Wired magazine has highlighted a very interesting - and very troubling - dissertation examining the vulnerability of industrial control systems to cyber-sabotage. Here's an excerpt from their article.
A security researcher was able to locate and map more than 10,000 industrial control systems hooked up to the public internet, including water and sewage plants, and found that many could be open to easy hack attacks, due to lax security practices.
. . .
Eireann Leverett, a computer science doctoral student at Cambridge University, has developed a tool that matches information about ICSes that are connected to the internet with information about known vulnerabilities to show how easy it could be for an attacker to locate and target an industrial control system.
“Vendors say they don’t need to do security testing because the systems are never connected to the internet; it’s a very dangerous claim,” Leverett said last week at the S4 conference, which focuses on the security of Supervisory Control and Data Acquisition systems (SCADA) that are used for everything from controlling critical functions at power plants and water treatment facilities to operating the assembly lines at food processing and automobile assembly plants.
“Vendors expect systems to be on segregated networks — they comfort themselves with this. They say in their documentation to not put it on an open network. On the other side, asset owners swear that they are not connected,” Leverett said. But how do they know?

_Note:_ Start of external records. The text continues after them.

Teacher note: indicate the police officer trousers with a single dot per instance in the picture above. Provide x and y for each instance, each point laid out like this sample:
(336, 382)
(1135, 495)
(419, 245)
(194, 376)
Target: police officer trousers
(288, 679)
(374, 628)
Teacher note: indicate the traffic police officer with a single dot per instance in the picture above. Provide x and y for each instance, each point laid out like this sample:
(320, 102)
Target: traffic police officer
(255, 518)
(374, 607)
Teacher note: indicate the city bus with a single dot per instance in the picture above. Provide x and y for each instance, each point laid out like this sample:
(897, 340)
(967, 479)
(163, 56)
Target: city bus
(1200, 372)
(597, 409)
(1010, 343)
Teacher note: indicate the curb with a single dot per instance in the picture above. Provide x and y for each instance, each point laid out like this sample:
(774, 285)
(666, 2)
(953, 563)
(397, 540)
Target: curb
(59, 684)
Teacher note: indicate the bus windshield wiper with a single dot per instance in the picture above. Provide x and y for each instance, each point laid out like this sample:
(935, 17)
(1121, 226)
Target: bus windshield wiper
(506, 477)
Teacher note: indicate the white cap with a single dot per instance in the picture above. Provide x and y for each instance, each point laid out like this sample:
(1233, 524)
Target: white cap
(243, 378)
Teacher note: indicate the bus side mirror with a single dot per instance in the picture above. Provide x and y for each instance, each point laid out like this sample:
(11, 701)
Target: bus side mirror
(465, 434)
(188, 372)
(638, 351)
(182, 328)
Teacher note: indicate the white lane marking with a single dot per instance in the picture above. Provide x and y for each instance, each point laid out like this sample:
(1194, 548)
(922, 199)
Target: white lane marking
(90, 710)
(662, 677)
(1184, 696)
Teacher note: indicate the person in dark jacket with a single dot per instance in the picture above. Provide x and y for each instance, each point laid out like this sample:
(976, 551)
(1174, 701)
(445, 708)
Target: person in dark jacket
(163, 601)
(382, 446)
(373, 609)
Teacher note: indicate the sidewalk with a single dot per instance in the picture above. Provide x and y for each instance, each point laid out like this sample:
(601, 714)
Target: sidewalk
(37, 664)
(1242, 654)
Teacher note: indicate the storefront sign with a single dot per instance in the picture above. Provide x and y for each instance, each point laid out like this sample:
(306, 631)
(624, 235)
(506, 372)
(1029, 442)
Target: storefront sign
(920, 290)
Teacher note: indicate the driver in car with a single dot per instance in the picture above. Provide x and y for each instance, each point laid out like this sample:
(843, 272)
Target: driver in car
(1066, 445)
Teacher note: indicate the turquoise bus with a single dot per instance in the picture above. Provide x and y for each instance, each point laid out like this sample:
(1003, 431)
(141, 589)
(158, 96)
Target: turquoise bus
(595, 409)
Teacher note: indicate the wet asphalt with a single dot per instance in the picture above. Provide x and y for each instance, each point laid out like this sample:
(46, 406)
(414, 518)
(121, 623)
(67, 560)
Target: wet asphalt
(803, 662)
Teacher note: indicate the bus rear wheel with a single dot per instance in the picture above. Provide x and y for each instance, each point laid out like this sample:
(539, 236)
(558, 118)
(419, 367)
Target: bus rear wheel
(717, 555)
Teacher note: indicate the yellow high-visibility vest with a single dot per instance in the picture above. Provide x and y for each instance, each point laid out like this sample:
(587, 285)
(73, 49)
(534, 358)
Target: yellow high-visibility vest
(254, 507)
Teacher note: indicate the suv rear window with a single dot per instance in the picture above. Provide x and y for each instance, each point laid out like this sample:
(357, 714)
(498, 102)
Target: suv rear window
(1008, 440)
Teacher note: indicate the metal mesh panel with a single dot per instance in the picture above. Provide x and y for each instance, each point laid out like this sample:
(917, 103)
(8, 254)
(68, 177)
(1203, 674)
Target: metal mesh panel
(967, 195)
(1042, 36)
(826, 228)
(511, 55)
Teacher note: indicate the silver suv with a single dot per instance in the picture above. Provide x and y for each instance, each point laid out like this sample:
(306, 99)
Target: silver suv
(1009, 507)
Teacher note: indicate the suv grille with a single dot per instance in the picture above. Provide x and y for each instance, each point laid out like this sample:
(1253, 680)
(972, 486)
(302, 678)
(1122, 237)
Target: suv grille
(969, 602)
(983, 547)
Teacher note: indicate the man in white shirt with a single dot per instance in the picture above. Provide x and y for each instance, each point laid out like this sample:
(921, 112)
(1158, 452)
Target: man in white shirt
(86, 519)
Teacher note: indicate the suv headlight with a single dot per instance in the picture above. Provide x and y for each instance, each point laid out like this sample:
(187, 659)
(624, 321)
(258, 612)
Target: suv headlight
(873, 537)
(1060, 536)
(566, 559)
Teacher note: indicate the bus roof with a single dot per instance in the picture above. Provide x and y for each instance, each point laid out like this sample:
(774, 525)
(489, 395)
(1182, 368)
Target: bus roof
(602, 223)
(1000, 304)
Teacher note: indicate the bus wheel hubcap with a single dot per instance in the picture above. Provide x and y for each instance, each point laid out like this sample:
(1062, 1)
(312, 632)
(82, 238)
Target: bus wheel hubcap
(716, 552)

To debunk the myth that industrial control systems are never connected to the internet, Leverett used the SHODAN search engine developed by John Matherly, which allows users to find internet-connected devices using simple search terms. He then matched that data to information from vulnerability databases to find known security holes and exploits that could be used to hijack the systems or crash them. He used Timemap to chart the information on Google maps, along with red markers noting brand devices that are known to have security holes in them. He described his methodology in a paper (.pdf) about the project.
Leverett found 10,358 devices connected through a search of two years worth of data in the SHODAN database.
. . .
He also found that only 17 percent of the systems he found online asked him for authorization to connect, suggesting that administrators either weren’t aware that their systems were online or had simply failed to install secure gateways to keep out intruders.
. . .
Leverett’s tool shows how easy it is for a dedicated attacker or just a recreational hacker to find vulnerable targets online to sabotage.
There's more at the link. For a video tutorial about SCADA systems, see here.
I can only hope that the authorities are taking this report seriously. Think about it. Rogue states such as Iran or North Korea, or terrorist movements such as Al Qaeda or the Taliban, might not be able to directly attack the USA with military weapons (or want to, for fear of retaliation): but they're more than capable of exploiting such vulnerabilities in our industrial control systems to disrupt power generation and transmission, water supplies, sewage processing, and so on. A sufficiently widespread attack could cripple the basic infrastructure of this country without a shot being fired. Imagine a major US city with no water, no working transport control systems (so that road, rail and air transport can't bring food and other essential supplies to the people living there, and those people can't easily be evacuated), and no electric power or natural gas or other sources of energy. I wouldn't like to be living there . . . because that urban society might be facing meltdown after no more than a few hours of such conditions.
Very worrying indeed!
Peter
2 comments:
I spent a fair chunk of my career in the automation of fresh and waste waster treatment plants. I wrote the computer programs that turned pumps and valves on and off in response to various sensors.
With only one foolish exception, every piece of equipment my computers controlled had a switch with three positions, labeled "OFF", "AUTO" and "HAND". Off meant what it said: The equipment was off. "AUTO" meant my computer had control of it. And "HAND" meant it was on. "AUTO" was the normal position when my computers were in control. The "OFF" and "HAND" were for manual control, bypassing the computers.
The result is that a computer malfunction doesn't keep them from running the plant and creating fresh or reclaimed water. What a malfunction does do is cause overtime for the operators since they now have to manually control the equipment.
Reminds me of Live Free or Die Hard.